One thing that has been totally missing from this inquest is any understanding of Tane’s experience in the prison system. It hasn’t given any insight into the struggle of a young man on remand for two years who fought for his innocence. Just like his father, Tane too was bashed by guards. On many visits, and on phone calls, he would tell us of this treatment. Tane’s sister has even witnessed him being assaulted by guards when she went for a visit.

That’s why we say that the prison system killed our son. No matter what happened in that cell on the morning he was found. The constant pressure, the violence, being away from the family he loved, we saw him change after the time he spent inside. He was pushed to breaking point.

We don’t want any more men, women or children on remand in the NSW system because it can be a death sentence.

We have seen that Corrective Services staff and Justice Health staff breached policies and procedures. They assumed things about my boy without checking the proper paperwork. I believe that if the reports had been read, if my son was allowed to contact his family, or if I was contacted when Tane was first hospitalised the night before he died, I wouldn’t be standing here today without my son, we could have all been at home together as a family.

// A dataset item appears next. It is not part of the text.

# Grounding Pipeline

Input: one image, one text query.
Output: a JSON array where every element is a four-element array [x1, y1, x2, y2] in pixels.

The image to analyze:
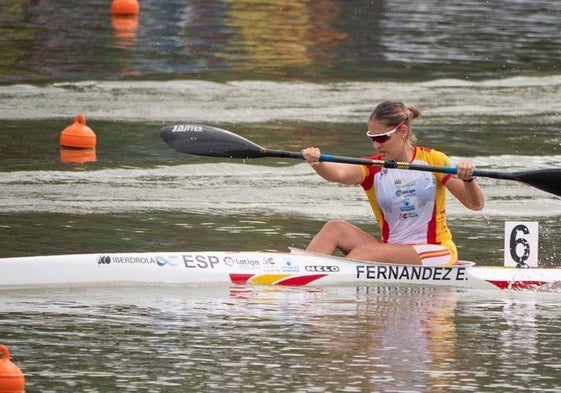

Aboriginal people are less than 3 per cent of the population. Here in NSW we are almost 30 per cent of the prison system. And more than one third of those prisoners are on remand—many will be found not guilty or won’t be sentenced to any time in prison at all. We are the most incarcerated people in the whole world. How much more blood does Australia want? What will it take to stop locking up and brutalising our people?

We say that the prison system itself is destructive and the bars must come down. There is no rehabilitation, there is no making society any safer. People have their mental health destroyed. They develop no skills and get no opportunities to better contribute to society. We say build communities not prisons.

We can see from the evidence in this inquest that Black Lives still don’t matter in the NSW prison system. We need change now and we need justice for Tane and everyone who has been killed in custody. We ask you all to join us in our fight to make that change.